The US Navy has announced a new US$5m (£3.8m) contract, which will see it deploy robotics across several sites to inspect ships for damage and gather data to build digital models of vessels.
This data will accordingly be fed back to a software platform enabled by artificial intelligence (AI).
Overall, the robots are expected to increase the speed and quality of maintenance processes for US Navy surface ships, including amphibious assault ships.
Data collected will be used to create structured data sets to support the organisation’s move towards more predictive maintenance planning in the future.

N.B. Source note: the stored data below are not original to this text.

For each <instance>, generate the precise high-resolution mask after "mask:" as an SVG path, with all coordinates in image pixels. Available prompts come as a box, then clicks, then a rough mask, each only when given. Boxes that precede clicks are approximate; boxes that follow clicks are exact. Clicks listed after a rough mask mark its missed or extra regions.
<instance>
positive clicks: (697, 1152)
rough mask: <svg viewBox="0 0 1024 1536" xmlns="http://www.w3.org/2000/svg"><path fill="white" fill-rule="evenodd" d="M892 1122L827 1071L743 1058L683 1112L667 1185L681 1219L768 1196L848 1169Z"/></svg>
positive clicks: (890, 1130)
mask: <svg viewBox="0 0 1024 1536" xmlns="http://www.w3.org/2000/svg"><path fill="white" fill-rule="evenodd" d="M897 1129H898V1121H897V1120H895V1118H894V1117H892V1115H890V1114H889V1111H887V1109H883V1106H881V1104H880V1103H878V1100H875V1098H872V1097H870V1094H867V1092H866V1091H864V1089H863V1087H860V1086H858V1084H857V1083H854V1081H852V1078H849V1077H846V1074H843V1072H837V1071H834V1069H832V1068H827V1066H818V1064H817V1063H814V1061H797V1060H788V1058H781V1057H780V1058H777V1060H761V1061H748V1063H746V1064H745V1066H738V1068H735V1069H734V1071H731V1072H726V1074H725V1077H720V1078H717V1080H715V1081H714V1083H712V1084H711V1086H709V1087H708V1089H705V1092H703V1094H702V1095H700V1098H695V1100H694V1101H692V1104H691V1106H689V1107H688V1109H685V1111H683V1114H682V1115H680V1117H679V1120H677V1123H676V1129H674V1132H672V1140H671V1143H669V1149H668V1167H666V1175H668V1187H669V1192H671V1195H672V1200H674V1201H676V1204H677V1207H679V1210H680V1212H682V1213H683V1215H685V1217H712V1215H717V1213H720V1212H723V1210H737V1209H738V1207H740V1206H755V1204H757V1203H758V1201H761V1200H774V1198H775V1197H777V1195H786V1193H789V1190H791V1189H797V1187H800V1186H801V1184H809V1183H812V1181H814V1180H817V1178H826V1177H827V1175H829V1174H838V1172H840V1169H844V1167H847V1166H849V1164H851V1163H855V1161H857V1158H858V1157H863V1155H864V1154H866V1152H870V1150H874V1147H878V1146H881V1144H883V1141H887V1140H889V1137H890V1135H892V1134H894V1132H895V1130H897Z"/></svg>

In March this year, the US navy deployed a hull-scaling robot for the first time on an amphibious assault ship, as well as an additional Arleigh Burke Class destroyer.
According to the US Government’s Accountability Office, the Department of Defense spends US$90bn (£68.6bn) a year on ensuring that ground systems, ships, aircraft and other associated infrastructure is combat-ready through scheduled maintenance or repair work when needed.
However, in December 2022, it published a report that recommended the US Navy introduce predictive maintenance practices; the solutions deployed through the new contract are designed to help implement predictive processes across certain US Navy operations.
The contract is with shipbuilding company Huntington Ingalls Industries and Gecko Robotics, which will supply the AI platform for data collection and analysis.
Navy data suggests that using robotic assessment technologies and AI-driven data collection reduces lead time and work hours associated with maintenance cycles, while also increasing the availability of data and finding defects missed through traditional methods.
What’s more, for one Navy asset, traditional methods captured 100 data points while the AI platform reportedly captured more than 4.2 million.